Compute $P(X)$ using the binomial probability formula. Then determine whether the normal distribution can be used to estimate this probability. If so, approximate $P(X)$ using the normal distribution and compare the result with the exact probability.
\[
n=54, p=0.6 \text {, and } X=36
\]
For $n=54, p=0.6$, and $X=36$, find $P(X)$.
$P(X)=0.0687$ (Round to four decimal places as needed.)
Can the normal distribution be used to approximate this probability?
A. No, the normal distribution cannot be used because $n p(1-p) \geq 10$.
B. No, the normal distribution cannot be used because $n p(1-p)< 10$.
C. Yes, the normal distribution can be used because $n p(1-p) \leq 10$.
D. Yes, the normal distribution can be used because $n p(1-p) \geq 10$.

Step 1 ：Given the values: \(n = 54\), \(p = 0.6\), and \(X = 36\).

Step 2 ：Calculate the binomial probability \(P(X)\) using the formula: \(P(X=k) = C(n, k) * (p^k) * ((1-p)^(n-k))\).

Step 3 ：Substitute the given values into the formula to get: \(P(X=36) = C(54, 36) * (0.6^{36}) * ((1-0.6)^{54-36})\).

Step 4 ：Compute the above expression to get the probability \(P(X=36)\) which is approximately \(\boxed{0.0687}\).

Step 5 ：Next, check if the normal distribution can be used to approximate this probability. The rule of thumb is that the normal distribution can be used if \(np(1-p) \geq 10\).

Step 6 ：Calculate the value of \(np(1-p)\) by substituting the given values: \(54 * 0.6 * (1-0.6)\).

Step 7 ：The calculated value is approximately 12.96, which is greater than 10.

Step 8 ：Therefore, the normal distribution can be used to approximate this probability.
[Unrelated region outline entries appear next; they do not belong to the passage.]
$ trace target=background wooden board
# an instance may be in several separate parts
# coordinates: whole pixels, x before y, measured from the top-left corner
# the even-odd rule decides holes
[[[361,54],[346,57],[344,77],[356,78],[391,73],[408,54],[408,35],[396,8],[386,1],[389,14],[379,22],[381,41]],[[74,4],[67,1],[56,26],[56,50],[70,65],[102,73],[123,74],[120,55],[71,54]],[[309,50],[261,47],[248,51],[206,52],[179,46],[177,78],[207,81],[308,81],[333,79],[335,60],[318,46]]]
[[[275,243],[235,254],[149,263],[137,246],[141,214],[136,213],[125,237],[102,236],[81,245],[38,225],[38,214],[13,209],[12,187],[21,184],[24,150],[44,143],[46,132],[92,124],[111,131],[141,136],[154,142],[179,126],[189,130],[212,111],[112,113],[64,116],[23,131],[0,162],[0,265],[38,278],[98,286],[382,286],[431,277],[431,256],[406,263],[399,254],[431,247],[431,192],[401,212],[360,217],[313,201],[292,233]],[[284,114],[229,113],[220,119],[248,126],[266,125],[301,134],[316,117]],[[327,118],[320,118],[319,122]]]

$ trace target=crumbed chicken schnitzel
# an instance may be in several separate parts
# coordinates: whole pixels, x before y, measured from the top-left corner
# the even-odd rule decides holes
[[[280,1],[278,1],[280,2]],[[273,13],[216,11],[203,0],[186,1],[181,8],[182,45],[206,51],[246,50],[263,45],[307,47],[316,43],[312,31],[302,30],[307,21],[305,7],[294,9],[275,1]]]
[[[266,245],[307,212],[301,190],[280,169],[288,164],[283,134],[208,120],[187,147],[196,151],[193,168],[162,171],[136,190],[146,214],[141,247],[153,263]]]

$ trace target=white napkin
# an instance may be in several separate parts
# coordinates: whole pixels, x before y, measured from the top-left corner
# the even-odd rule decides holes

Step 9 ：Final Answer: The probability \(P(X=36)\) is approximately \(\boxed{0.0687}\). The normal distribution can be used to approximate this probability because \(np(1-p)\) is \(\boxed{12.96}\), which is greater than 10. Therefore, the answer is \(\boxed{\text{D. Yes, the normal distribution can be used because } np(1-p) \geq 10}\).